Back to our patient: Our patient developed an urinary tract infection (UTI), particularly a pyelonephritis, as manifested by its systemic symptoms, clinical findings and urinalysis findings. According to classification criteria, our patient met criteria urosepsis etiology. Its urine culture was found to be positive for Proteus Mirabilis, a facultative anaerobe bacteria, urease positive with increasing rates of antibiotics resistance[10]. Because of the pyelonephritis, induced renal impairment manifested as reduced GFR and an increased reabsorption (secondary to its sepsis induced vasodilation and dehydration), leading to increased lithium levels up to 2.85 mEq/L.
The main stem for treatment of acute lithium toxicity relies on following the ABC protocols (Airway, Breath, Circulation) and supportive care, followed by aggressive hydration in order to guarantee appropriate lithium clearance. Hydration should be done with normal saline (0.9%). Sodium levels should be assessed prior to treatment because these patients may develop induced nephrogenic diabetes insipidus, which makes it important to have a baseline serum sodium level upon hydration. Treatment with oral charcoal is not recommended by most authors[11]. Some studies have shown a benefit of giving high doses of kayexelate (oral sodium polystyrene sulfonate) is reducing lithium levels, however, its use is not recommended secondary to the side effects of hypokalemia[12]. Ultimately, the gold standard treatment when these therapies fail is the use of hemodialysis as an extracorporeal measure. Consensus guidelines for the use of hemodialysis in this setting are controversial. Some authors suggest using hemodialysis in patients with lithium levels greater than 5 mEq/L and a normal renal function. In those with impaired renal function (creatinine higher than 2 mmol/L) and lithium levels of 4 mEq/L, therapy can be considered as well[13]. Finally, those patients who don't respond to previous treatment and in whom signs of toxicity persist, hemodialysis remains as a reasonable option. More studies are needed to provide guidelines with a stronger degree of recommendation[14].

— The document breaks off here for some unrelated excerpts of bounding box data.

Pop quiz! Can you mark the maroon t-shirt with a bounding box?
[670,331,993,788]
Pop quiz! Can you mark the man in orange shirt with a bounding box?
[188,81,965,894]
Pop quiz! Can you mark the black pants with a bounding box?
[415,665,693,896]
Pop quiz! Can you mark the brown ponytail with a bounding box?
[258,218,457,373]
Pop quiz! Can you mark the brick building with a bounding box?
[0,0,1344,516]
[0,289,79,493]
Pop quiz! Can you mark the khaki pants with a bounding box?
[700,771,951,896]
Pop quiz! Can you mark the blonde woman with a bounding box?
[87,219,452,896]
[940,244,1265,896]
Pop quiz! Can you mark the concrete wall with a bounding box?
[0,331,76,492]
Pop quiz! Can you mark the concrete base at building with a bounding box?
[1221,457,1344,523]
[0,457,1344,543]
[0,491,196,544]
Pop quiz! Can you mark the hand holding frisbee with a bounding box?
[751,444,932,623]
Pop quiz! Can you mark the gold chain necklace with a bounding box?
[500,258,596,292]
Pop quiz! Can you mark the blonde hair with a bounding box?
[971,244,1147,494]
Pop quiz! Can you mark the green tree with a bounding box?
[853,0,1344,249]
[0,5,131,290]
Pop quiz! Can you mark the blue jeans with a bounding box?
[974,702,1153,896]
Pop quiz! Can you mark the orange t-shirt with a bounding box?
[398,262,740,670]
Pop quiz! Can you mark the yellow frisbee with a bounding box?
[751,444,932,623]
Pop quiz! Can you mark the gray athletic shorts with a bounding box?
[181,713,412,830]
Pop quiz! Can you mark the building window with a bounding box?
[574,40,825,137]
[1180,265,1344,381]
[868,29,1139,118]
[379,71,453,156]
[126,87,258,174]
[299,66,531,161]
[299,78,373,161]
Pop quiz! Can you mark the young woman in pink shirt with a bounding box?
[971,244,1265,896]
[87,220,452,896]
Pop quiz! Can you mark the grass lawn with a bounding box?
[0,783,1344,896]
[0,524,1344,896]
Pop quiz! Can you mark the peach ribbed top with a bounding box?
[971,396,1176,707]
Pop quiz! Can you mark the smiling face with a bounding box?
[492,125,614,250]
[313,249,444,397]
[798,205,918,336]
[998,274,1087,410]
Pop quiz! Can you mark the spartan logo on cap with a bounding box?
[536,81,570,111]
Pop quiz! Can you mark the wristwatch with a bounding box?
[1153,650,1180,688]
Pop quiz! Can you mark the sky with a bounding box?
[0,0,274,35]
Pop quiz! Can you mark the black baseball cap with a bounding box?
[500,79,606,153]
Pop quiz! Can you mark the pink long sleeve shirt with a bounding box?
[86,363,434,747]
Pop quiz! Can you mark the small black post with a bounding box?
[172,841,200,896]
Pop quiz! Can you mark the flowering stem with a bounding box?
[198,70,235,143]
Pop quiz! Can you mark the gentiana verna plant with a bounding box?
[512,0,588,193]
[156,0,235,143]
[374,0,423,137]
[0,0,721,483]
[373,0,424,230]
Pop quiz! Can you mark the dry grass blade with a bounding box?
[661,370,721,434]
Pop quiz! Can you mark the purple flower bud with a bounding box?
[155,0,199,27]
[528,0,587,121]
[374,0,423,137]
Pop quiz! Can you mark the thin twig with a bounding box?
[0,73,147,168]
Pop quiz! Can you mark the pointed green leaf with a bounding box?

In our patient, the lithium levels quickly fell after hemodialysis, from 2.85 to 0.89 mEq/L in a 24-hour period. Additionally, the BUN and creatinine levels also fell down to normal after the prerenal acute kidney injury was solved. Creatinine and BUN decreased from 1.89 to 0.85mg/dl and from 43 to 17mg/dl respectively, in a 48-hour period.
Conclusion
Patients treated for bipolar affective disorder with lithium must be specifically warned on how to early identify possible triggers that may induce acute kidney injury, such as UTI, systemic infections, volume depletion states patients must stop medication and seek medical care.
Detailed clinical history of patients initial neurological disorders before initiating Lithium therapy is required, since lithium intoxication symptoms tend to be mostly neurological, so there must be a clear differentiation between the treated pathology symptoms and the newly acquired intoxication symptoms for the diagnosis to be possible and timely. In this case, there were three potential triggers for the GFR drop: Pyelonephritis, prerenal acute kidney injury and prolonged lithium exposure. The summation of these caused Lithium serum levels to increase to toxic levels and resulted in an intoxication, however, the dehydration had the most evident repercussions.